Am vergangenen Donnerstag hat der Bundestag nun endgültig über die Novelle zum Erneuerbare-Energien-Gesetz abgestimmt. Mit 357 Ja- und 260 Nein-Stimmen wurde der Entwurf verabschiedet. Die Konfliktlinie hätte klarer nicht verlaufen können. Während CDU und SPD dafür stimmten, hielt die Opposition geschlossen dagegen. Zuvor hatten sich die beiden Koalitionsparteien nach monatelanger Debatte endlich geeinigt. Am Freitag wurde die Novelle dann auch im Bundesrat besprochen. Auf die Anrufung des Vermittlungsausschusses wurde verzichtet und somit wird das EEG-Gesetz 2021 pünktlich zum neuen Jahr in Kraft treten. Während vor allem Koalitions-Politiker wie Timon Gremmels von der SPD von einem „starken Signal für Klimaschutz und Beschäftigung”  sprechen, greifen die Änderungen am Erstentwurf des Wirtschaftsministeriums vielen Vertretern der Solar- und Windbranche zu kurz.
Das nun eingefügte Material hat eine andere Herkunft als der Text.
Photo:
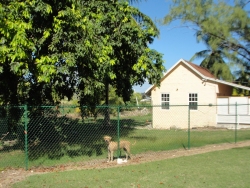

Die neue Fassung der EEG-Novelle wird dennoch bei den Besitzern vor allem kleinerer PV-Altanlagen für etwas Erleichterung sorgen. Denn der ursprüngliche Entwurf zum EEG 2021 enthielt hohe Anforderungen an die Messtechnik, die es zu erfüllen galt, sollte eine Anlage weiterhin betrieben werden können. Diese Pflicht entfällt nun für Solar-Anlagen bis zu 7 Kilowatt Leistung, deren Weiterbetrieb jetzt ohne kostenintensive und aufwendige Nachrüstung möglich sein wird.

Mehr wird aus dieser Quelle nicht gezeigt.